On the one hand, when Jesus was baptized by John nothing extraordinary happened:  “In those days Jesus came from Nazareth in Galilee and was baptized by John in the Jordan.” In other words, Jesus did what everyone else was doing and, in this sense, his baptism was an ordinary religious event.

But on the other hand, when Jesus had been baptized by John in the Jordan, something extraordinary occurred:  “And just as he was coming up out of the water, he saw the heavens torn apart and the Spirit descending like a dove on him.  And a voice came from heaven, ‘You are my Son, the Beloved; with you I am well pleased.’”  In other words, just when Jesus was doing what everyone else was doing, just then, when he was coming up out of the water like a drowned rat—just then—the skies were rent, and the voice of God—the very Voice that had called light and all things into being—the very Voice of God, declared, “You are my Son, the Beloved; with you I am well pleased.”

It may seem odd with the Festival of Christmas only a few days past, it may seem odd to recognize that, at least in the Gospel of Mark, the identification of Jesus as “Son of God,” does not occur until Jesus is an adult, a fully grown man who could walk all the way from Nazareth in Galilee in the North down into the southern country of Judea, and there enter into a religious revival without the aid of parents, angels, shepherds, stars, disciples, or magi from the East.  It may seem odd to hear that, at least in Mark, until coming up out of the water, Jesus may not have had the slightest notion that he was “the Beloved Son of God.”   It may seem odd to consider that until he came up out of the water, so far as Jesus knew or thought, he was just one more religious pilgrim participating in another big religious thing, hoping to amend his life, and return toNazaretha changed man and a better carpenter.  In short, it may seem odd to consider that Mark tells a radically different story than the other evangelists and, further, that for Mark the key thing about Jesus isn’t a fantastic religious experience, but the revelation that God decides and declares who things are and will be, and that God does so whether we intend it our not.
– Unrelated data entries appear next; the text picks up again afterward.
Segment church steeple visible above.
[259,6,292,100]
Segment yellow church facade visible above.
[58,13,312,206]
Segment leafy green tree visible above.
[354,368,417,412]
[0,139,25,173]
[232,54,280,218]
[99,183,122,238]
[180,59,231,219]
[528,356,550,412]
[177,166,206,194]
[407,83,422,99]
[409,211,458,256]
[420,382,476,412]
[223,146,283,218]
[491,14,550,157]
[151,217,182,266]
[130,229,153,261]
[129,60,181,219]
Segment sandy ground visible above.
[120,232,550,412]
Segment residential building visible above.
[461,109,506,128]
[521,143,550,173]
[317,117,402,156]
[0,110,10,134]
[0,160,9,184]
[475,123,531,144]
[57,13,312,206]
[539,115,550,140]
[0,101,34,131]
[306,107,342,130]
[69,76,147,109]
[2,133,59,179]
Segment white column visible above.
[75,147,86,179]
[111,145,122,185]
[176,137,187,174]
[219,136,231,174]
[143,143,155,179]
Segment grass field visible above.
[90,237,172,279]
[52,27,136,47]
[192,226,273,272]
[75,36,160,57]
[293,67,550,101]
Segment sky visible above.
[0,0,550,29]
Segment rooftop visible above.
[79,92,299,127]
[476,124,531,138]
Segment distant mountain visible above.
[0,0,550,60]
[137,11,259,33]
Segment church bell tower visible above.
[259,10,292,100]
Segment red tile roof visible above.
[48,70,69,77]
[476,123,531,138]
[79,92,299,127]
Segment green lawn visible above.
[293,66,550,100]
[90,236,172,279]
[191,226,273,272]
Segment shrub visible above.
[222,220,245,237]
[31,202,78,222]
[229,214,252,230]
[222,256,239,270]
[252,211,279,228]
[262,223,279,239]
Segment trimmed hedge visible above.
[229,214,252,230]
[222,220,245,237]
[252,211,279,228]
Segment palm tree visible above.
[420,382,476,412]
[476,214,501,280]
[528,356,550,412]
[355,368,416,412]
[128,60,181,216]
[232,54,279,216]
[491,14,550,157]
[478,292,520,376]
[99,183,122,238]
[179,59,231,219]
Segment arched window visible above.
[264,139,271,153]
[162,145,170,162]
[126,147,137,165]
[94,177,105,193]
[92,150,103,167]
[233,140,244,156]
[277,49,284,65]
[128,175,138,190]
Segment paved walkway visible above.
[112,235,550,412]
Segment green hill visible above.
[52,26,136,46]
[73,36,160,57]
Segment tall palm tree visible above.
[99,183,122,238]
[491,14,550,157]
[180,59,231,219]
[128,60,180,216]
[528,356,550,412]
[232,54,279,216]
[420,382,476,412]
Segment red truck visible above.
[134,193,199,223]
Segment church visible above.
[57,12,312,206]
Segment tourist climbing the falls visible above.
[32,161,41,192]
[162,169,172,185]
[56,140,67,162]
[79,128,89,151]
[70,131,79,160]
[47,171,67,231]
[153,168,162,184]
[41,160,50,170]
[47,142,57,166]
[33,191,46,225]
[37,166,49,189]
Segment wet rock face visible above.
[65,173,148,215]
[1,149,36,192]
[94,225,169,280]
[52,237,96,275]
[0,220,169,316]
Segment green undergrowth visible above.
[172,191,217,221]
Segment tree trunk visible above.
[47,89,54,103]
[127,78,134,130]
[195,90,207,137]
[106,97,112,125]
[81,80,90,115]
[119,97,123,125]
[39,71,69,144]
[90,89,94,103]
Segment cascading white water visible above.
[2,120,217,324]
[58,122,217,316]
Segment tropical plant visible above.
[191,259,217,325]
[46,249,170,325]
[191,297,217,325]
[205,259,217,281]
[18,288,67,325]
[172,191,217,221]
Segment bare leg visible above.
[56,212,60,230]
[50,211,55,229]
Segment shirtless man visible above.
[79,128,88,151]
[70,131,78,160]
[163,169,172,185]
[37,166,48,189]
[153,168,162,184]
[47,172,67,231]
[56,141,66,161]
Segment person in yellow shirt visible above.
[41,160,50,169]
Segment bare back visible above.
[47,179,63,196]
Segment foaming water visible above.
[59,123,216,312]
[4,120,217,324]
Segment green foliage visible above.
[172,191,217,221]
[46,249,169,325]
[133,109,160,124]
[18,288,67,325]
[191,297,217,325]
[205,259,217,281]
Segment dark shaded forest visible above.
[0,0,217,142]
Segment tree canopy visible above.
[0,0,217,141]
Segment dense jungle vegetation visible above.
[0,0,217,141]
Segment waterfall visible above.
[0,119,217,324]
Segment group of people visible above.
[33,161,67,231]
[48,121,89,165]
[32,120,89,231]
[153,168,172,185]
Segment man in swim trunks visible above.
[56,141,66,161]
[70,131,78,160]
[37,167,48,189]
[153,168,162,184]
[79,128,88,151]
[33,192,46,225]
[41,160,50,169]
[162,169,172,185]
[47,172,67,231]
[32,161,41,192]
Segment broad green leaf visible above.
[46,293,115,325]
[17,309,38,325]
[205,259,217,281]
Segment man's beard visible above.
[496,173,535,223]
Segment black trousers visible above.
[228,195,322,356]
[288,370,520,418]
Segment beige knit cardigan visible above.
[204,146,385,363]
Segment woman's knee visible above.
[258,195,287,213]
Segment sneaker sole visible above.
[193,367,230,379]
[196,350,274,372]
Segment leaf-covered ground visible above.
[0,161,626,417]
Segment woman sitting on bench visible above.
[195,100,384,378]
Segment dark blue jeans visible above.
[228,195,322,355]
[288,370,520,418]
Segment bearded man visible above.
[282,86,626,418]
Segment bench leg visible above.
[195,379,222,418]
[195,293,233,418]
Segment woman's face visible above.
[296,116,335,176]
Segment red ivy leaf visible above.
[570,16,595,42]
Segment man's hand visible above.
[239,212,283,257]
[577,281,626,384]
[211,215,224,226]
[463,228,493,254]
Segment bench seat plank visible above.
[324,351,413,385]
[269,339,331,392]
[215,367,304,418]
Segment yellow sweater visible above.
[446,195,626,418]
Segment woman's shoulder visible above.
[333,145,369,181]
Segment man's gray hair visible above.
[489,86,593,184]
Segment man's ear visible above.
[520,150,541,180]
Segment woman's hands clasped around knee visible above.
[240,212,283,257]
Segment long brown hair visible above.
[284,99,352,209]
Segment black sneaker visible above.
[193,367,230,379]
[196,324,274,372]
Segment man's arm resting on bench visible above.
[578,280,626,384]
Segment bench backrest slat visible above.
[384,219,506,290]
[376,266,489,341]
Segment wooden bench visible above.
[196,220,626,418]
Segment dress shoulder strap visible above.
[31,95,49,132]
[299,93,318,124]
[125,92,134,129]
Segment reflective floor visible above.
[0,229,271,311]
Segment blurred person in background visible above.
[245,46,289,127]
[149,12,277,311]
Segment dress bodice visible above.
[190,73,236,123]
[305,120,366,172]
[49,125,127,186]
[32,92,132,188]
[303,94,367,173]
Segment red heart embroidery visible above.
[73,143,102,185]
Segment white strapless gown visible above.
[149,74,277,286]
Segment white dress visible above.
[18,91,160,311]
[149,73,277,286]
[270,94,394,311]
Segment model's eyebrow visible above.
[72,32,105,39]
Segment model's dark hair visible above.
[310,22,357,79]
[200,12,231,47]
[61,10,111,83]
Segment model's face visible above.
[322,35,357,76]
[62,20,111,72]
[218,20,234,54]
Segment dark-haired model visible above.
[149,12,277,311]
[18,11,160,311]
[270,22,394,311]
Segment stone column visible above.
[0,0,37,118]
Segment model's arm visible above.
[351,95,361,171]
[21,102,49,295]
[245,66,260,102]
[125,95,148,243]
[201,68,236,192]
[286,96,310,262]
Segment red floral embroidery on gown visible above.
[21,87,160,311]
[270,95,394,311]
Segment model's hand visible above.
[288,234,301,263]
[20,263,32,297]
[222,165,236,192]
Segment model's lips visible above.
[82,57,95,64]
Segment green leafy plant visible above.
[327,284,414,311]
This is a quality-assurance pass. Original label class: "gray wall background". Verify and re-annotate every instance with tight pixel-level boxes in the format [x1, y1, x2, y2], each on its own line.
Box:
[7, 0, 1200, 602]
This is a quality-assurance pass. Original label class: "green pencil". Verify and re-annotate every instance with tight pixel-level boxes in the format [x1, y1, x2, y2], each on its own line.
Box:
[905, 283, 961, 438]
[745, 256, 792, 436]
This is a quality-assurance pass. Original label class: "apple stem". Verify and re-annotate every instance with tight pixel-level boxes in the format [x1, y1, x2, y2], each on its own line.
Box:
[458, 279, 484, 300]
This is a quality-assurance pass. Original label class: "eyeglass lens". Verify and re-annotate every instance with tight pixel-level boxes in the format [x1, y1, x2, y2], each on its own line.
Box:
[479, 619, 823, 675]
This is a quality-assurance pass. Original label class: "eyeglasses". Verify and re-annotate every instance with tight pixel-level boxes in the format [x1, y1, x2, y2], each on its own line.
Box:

This, then, is the wonderful thing about Baptism:  in holy Baptism our gracious heavenly Father liberates us from sin and death by joining us to the death and resurrection of our Lord Jesus Christ.  In the end, it’s not about the religious things we do, but about the saving thing God does in the person of Jesus of Nazareth, the Christ, his beloved Son into whom we are baptized in the Name of the Father, and of the Son, and of the Holy Spirit.